A grande maioria dos refugiados “ficou instalada em casa de amigos ou familiares” da comunidade ucraniana das Caldas da Rainha e muitos outros estão a ser recebidos em casa de voluntários.

O diretor do Centro de Artes das Caldas da Rainha, José Antunes, foi dos primeiros caldenses oferecer teto a uma família de ucranianos, instalando num alojamento local um casal com quatro filhos menores e que espera em breve o nascimento de um quinto.

“Perante a situação achámos que devíamos dar um passo à frente, como forma de apoiar esta família, mas também de aplacar o sentimento de impotência perante esta guerra”, disse José Antunes à agência Lusa.

A oferta foi “temporária mas vai estender-se pelo tempo que eles precisarem, e só sairão quando tiverem uma solução”, afirmou o diretor do Centro de Artes, explicando que “o pai mantém a atividade que tinha na Ucrânia, estando em teletrabalho”. Neste caso, o homem pode deixar a Ucrânia porque tem mais de três filhos menores.

Com chegada prevista para hoje, duas mães e dois filhos, vão poder instalar-se num edifício histórico, de 1917, restaurado pelos proprietários para acolher estas famílias.

O prédio “estava a ser remodelado, com calma, para no futuro instalar um alojamento local que proporcionasse às pessoas uma vivência ao estilo do século XX”, explicou à Lusa Margarida Varela, filha do proprietário, Luis Varela. O projeto acabou por ser adiado e a obra acelerada por sugestão do filho e neto de ambos, Francisco Varela, de 27 anos, que “sugeriu que a casa fosse arranjada para acolher famílias”.

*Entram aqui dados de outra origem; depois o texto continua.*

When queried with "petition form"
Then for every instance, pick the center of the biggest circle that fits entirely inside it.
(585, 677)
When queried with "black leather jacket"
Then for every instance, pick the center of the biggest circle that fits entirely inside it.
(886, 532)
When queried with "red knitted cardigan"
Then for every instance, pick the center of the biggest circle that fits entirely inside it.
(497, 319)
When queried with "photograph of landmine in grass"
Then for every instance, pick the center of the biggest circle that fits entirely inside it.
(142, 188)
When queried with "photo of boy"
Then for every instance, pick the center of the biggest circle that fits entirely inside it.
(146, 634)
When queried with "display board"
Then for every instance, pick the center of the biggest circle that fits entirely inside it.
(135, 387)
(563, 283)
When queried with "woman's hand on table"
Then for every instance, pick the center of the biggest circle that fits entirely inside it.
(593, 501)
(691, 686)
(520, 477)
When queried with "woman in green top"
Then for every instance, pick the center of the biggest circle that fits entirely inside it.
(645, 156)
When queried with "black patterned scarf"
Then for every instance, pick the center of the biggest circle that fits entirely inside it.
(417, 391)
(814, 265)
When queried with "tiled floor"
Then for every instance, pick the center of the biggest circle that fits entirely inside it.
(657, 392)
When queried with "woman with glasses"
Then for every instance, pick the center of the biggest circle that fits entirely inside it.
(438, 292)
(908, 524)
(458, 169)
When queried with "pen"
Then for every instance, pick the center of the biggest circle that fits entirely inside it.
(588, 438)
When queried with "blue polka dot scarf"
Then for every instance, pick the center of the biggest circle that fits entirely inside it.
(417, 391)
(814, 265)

Donos de uma empresa familiar que durante as duas guerras mundiais do século passado “auxiliava muitas pessoas quando havia senha de racionamento e escassez de bens como azeite, açúcar e outros mantimentos”, a família não hesitou, contactou uma ucraniana a residir nas Caldas da Rainha e, por intermédio desta, recebe agora estas famílias.

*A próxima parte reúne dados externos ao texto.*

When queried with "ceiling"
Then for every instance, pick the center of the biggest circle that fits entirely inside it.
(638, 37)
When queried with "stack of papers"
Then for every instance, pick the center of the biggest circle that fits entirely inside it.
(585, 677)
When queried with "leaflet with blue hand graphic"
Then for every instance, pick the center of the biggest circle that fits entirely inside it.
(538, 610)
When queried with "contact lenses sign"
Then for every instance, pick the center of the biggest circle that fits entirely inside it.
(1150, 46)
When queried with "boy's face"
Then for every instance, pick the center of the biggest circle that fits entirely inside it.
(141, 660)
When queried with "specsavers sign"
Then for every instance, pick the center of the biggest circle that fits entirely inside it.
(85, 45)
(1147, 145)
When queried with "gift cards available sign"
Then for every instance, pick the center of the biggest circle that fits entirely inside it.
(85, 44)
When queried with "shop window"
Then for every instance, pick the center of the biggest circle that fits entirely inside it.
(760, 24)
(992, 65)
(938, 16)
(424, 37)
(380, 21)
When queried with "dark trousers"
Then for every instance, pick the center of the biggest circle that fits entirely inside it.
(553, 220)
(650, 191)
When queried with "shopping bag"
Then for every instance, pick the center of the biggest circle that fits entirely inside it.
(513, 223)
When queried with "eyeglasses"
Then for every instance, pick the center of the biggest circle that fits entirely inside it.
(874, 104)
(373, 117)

Um facto que, assim que foi conhecido, “gerou a solidariedade de amigos que ajudaram a restaurar móveis, mudar papel de parede e outros que contribuíram na limpeza pós obra”, para deixar pronta a casa onde as novas residentes contarão com as mobílias dos antepassados de Margarida e a oferta de bens essenciais do Banco Alimentar.

A par com estes exemplos, o gabinete de crise da autarquia tem contado todas as semanas “com algumas casas disponibilizadas por parte da sociedade civil”, levando a vereadora a estimar que “várias famílias sejam acolhidas ainda durante algum tempo”, sem recorrer aos centros de acolhimento “onde as condições são mais impessoais”.

O gabinete de crise tem ainda ajudado na agilização de procedimentos de legalização dos refugiados, bem como “na articulação com a segurança social e escolas”, apesar de “a maioria das famílias optarem por manter os filhos a ter aulas ‘online’, nas escolas do seu país”, havendo atualmente apenas “duas crianças inscritas em escolas do concelho e numa creche”.

No entanto, para facilitar a inclusão das crianças a Câmara está a disponibilizar atividades de tempos livres, bem como a prática de atividades desportivas, entre as quais o futebol.

Também contactada pela Lusa, a diretora do Agrupamento de Centros de Saúde Oeste Norte afirmou que “está a ser feito um levantamento de todas as pessoas que chegam e quais as suas necessidades”, estando o centro de saúde “especialmente atento às necessidades de vacinação covid, da poliomielite e da tuberculose, uma vez que chegam pessoas bastante fragilizadas”.

De acordo com Ana Pisco o Centro de Saúde está ainda a fazer o acompanhamento de mulheres grávidas e de um caso encaminhado para o Instituto Português de Oncologia, assegurando ainda que, em caso de doença todas as pessoas serão atendidas, mesmo que ainda não lhes tenha sido atribuído número de utente.